In any case, have you noticed that zombies have been getting deadlier and sneakier over time? If not, read on. In preparation of the zombie movie Slither opening this week, over the next three days, enjoy our annotated history of zombies, how they're created, and their mental development over the ages. You may just learn something that'll make you dislike Uwe Boll.

Zombies: The Salad Days


He died as he lived. Annoying the crap out of people who eventually shot him in the head.
(Dawn of the Dead, 1978)


Zombies had humble beginnings. In the early, pioneering George Romero films, they were slow moving, slow witted, and used as Romero's allusions to real life political issues. Which political issues they are, we often can't tell in the slightest, but here's a minority human killing white zombie children who are trying to eat him in Dawn of the Dead. We think that the moral of the movie is that minorities should murder white children in self-defense.

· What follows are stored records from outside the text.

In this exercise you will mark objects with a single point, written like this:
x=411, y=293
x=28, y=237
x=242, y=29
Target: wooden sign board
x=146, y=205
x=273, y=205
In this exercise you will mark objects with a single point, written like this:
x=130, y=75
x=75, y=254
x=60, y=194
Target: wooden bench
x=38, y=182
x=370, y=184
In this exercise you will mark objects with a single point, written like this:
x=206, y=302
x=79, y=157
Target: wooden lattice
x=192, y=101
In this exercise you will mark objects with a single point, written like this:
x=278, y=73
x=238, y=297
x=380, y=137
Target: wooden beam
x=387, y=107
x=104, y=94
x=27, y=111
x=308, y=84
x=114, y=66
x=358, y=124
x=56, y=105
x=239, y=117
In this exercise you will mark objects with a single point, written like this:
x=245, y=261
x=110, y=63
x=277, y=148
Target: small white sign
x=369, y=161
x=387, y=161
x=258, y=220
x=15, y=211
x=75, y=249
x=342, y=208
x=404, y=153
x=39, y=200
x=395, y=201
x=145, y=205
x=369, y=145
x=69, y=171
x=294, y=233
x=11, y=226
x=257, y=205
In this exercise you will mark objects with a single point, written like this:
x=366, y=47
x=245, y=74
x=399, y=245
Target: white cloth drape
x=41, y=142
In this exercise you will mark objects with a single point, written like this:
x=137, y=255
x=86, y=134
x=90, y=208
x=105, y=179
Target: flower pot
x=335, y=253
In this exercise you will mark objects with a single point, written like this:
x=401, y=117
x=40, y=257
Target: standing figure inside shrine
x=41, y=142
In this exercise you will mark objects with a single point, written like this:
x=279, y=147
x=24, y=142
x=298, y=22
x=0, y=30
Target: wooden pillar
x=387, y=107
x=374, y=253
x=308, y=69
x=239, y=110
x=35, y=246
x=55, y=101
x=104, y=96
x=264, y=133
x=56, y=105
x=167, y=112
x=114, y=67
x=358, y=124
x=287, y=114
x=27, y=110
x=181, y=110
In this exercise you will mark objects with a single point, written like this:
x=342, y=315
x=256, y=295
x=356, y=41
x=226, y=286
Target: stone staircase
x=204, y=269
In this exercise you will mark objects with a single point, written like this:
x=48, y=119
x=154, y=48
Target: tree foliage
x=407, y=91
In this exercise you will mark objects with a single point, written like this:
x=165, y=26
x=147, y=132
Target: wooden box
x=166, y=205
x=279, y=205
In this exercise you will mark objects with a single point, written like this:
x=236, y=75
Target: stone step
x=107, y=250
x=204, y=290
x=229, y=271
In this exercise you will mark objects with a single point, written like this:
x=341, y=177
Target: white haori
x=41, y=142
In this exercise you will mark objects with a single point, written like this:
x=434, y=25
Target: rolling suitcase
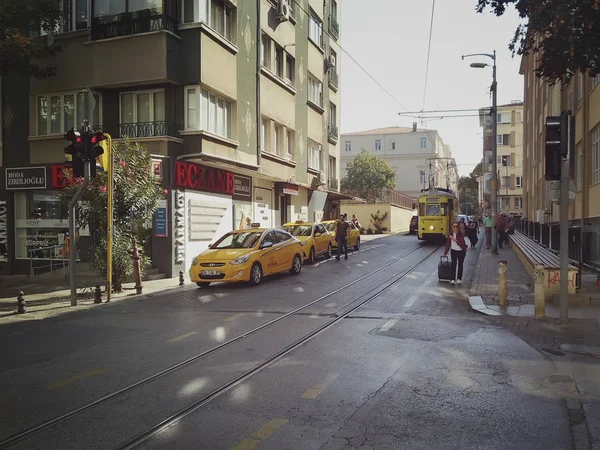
x=445, y=269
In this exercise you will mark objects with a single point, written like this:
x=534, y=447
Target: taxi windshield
x=246, y=239
x=298, y=230
x=330, y=226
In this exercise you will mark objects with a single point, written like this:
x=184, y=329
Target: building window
x=315, y=91
x=518, y=202
x=216, y=13
x=290, y=144
x=579, y=153
x=315, y=29
x=315, y=155
x=596, y=155
x=265, y=51
x=503, y=139
x=58, y=113
x=207, y=111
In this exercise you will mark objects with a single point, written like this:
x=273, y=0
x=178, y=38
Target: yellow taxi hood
x=224, y=253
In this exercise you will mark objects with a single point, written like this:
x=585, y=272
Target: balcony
x=334, y=27
x=333, y=79
x=333, y=185
x=332, y=133
x=128, y=24
x=147, y=129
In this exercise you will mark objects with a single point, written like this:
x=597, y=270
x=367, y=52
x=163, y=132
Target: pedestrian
x=458, y=250
x=341, y=236
x=487, y=223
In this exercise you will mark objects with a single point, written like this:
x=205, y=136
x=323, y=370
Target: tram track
x=180, y=415
x=30, y=432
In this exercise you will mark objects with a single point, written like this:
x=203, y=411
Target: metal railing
x=36, y=254
x=332, y=133
x=333, y=78
x=147, y=129
x=127, y=24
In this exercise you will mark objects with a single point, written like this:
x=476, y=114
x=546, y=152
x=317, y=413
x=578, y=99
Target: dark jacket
x=460, y=240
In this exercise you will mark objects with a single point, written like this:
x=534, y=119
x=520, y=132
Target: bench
x=542, y=265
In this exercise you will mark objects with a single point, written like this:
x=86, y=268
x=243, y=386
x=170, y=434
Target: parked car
x=413, y=225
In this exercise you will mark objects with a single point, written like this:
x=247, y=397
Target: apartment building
x=582, y=97
x=418, y=156
x=509, y=140
x=247, y=91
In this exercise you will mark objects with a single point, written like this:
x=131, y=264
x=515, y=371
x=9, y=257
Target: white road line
x=410, y=301
x=388, y=325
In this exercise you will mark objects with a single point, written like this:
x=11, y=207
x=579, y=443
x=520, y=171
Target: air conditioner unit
x=284, y=11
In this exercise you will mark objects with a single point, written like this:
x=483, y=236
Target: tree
x=20, y=50
x=570, y=31
x=367, y=176
x=136, y=195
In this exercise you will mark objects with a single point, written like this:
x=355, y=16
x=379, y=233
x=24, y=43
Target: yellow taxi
x=247, y=255
x=353, y=238
x=314, y=237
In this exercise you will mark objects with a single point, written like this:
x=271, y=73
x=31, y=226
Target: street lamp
x=494, y=89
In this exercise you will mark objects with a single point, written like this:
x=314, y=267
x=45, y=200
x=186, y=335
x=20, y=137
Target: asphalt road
x=412, y=368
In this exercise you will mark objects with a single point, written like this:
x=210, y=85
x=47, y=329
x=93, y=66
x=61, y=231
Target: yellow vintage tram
x=437, y=212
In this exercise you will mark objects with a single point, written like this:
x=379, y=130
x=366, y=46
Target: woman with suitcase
x=458, y=250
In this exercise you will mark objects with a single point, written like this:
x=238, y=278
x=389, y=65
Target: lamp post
x=494, y=90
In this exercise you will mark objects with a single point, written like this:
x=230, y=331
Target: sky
x=389, y=39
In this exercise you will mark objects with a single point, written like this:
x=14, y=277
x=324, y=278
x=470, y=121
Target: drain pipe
x=258, y=65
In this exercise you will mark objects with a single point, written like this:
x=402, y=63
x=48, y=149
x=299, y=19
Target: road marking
x=261, y=434
x=183, y=336
x=235, y=316
x=79, y=376
x=314, y=391
x=388, y=325
x=410, y=301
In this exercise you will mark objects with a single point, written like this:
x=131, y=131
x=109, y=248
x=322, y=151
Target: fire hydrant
x=502, y=283
x=136, y=268
x=21, y=303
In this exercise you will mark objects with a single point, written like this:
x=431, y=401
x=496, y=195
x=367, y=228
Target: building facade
x=418, y=156
x=582, y=97
x=509, y=139
x=244, y=91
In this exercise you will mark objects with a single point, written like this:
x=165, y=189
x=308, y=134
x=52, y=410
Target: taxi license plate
x=210, y=272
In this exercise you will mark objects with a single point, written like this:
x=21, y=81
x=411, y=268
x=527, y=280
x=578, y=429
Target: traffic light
x=95, y=150
x=76, y=151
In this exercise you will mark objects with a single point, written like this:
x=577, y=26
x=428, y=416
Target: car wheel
x=256, y=274
x=296, y=265
x=311, y=256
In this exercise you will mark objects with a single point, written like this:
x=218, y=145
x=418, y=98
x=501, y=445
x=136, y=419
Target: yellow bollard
x=502, y=283
x=540, y=299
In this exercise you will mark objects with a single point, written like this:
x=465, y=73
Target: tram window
x=433, y=210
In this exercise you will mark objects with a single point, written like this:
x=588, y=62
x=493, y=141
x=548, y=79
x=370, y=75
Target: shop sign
x=290, y=191
x=241, y=185
x=3, y=230
x=179, y=227
x=194, y=176
x=160, y=221
x=18, y=178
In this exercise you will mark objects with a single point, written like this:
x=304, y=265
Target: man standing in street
x=341, y=236
x=487, y=223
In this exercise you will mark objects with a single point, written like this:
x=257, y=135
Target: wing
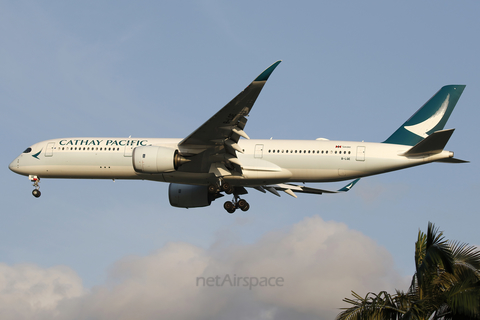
x=290, y=189
x=212, y=147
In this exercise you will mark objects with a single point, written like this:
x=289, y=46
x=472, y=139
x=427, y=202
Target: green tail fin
x=431, y=117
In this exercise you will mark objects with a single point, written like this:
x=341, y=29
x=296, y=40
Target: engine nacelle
x=189, y=196
x=153, y=159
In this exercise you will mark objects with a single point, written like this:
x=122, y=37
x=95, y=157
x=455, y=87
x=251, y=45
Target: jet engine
x=153, y=159
x=189, y=196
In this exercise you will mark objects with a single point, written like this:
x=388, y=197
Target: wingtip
x=266, y=74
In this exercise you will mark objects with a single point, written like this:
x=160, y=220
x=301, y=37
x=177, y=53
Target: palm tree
x=446, y=285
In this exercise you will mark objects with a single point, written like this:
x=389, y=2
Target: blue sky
x=350, y=71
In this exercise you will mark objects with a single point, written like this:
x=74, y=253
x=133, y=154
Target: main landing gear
x=36, y=192
x=236, y=202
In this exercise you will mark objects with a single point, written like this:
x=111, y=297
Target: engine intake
x=153, y=159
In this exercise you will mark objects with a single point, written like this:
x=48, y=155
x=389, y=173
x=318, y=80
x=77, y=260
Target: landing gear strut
x=222, y=185
x=236, y=203
x=36, y=192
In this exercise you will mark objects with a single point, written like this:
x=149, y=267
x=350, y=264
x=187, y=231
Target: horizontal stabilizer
x=432, y=144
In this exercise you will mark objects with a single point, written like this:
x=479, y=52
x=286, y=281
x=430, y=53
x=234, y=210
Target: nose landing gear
x=36, y=192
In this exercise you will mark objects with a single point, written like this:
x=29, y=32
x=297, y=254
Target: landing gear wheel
x=243, y=205
x=227, y=188
x=229, y=206
x=212, y=188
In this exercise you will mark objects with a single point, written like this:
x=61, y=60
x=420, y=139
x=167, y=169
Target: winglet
x=349, y=186
x=266, y=74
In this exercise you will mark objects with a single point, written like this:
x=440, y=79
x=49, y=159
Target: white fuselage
x=263, y=161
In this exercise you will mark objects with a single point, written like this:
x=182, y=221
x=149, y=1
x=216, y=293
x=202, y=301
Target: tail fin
x=431, y=117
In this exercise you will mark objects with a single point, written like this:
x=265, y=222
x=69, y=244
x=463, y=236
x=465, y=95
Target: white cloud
x=319, y=261
x=28, y=291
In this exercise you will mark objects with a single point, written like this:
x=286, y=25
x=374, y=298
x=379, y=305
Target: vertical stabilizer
x=431, y=117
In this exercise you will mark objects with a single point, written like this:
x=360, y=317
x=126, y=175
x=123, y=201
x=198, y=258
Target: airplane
x=214, y=159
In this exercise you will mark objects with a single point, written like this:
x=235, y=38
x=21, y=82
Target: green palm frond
x=446, y=285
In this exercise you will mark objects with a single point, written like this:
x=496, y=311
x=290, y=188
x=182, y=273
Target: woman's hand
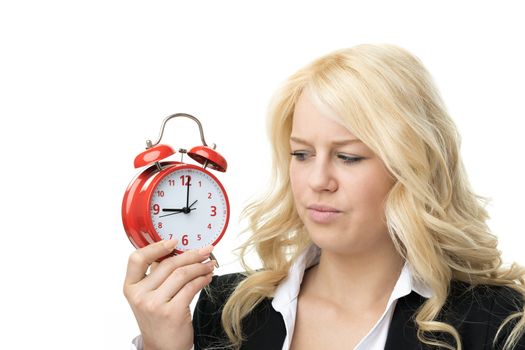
x=161, y=299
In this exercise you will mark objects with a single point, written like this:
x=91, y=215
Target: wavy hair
x=387, y=99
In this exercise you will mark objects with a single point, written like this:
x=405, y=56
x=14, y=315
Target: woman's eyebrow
x=335, y=143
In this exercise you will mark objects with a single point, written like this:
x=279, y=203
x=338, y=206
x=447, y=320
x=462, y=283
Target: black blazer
x=476, y=314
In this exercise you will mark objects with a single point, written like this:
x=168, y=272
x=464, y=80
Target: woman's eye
x=300, y=156
x=349, y=160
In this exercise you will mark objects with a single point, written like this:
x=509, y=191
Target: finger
x=182, y=276
x=167, y=266
x=153, y=266
x=141, y=259
x=190, y=289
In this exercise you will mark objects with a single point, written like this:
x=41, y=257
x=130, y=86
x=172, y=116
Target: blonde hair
x=386, y=98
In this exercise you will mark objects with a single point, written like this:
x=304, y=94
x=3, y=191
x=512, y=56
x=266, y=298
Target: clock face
x=190, y=205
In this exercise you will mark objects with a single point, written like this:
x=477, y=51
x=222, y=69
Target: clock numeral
x=188, y=180
x=156, y=209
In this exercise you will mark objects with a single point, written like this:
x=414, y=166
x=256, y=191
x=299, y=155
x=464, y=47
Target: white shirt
x=285, y=301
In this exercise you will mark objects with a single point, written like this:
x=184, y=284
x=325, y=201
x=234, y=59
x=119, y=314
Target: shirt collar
x=288, y=289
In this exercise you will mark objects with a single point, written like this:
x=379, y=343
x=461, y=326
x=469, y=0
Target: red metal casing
x=135, y=204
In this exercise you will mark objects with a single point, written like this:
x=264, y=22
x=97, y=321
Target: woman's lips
x=322, y=214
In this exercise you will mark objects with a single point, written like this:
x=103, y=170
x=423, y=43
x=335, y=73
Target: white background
x=83, y=84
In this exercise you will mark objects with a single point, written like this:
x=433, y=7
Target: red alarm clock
x=176, y=200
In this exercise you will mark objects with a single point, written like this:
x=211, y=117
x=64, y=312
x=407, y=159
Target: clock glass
x=189, y=204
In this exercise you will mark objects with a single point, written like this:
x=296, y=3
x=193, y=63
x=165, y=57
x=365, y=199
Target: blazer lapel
x=402, y=331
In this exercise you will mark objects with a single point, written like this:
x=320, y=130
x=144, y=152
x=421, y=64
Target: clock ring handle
x=150, y=144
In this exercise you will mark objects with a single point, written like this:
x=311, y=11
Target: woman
x=370, y=238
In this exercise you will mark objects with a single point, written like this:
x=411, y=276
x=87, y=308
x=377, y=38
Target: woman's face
x=338, y=183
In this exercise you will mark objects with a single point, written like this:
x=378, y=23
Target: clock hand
x=178, y=211
x=188, y=194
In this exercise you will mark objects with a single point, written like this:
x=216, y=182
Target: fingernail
x=206, y=250
x=170, y=244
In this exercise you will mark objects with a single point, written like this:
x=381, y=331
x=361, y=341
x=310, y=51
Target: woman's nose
x=322, y=177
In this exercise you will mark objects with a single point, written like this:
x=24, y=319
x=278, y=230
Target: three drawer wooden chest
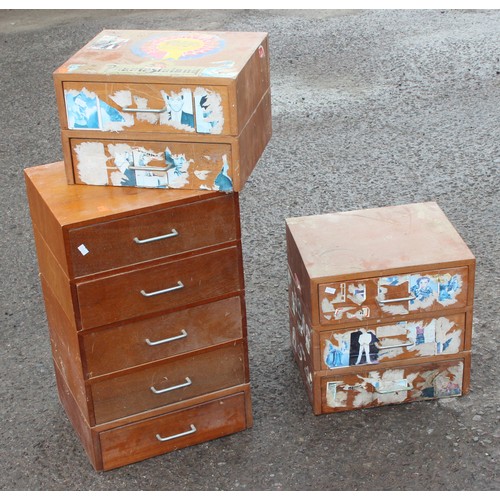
x=380, y=304
x=163, y=109
x=144, y=295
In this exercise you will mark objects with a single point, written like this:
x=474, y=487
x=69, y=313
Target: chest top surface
x=75, y=204
x=375, y=239
x=182, y=54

Movies: Night of the Living Dead (1968), Dawn of the Dead (1978)
Who Becomes a Zombie: Everyone. The military creates a super secret military satellite (that's all over the news, eh) that emits radiation that brings back the dead and makes them homicidal against rednecks. The military is unwilling to do anything to stop this. We empathize.
How to Survive: These are your stereotypical zombies, slow and mindless. In order to survive them, Dawn of the Dead goes to great lengths to teach us never, ever to get your blood pressure taken at one of those mall booths while getting attacked by zombies.




Mexicans in the film are denoted by their enormous colorful sombreros and doing crap like this. Dawn of the Dead.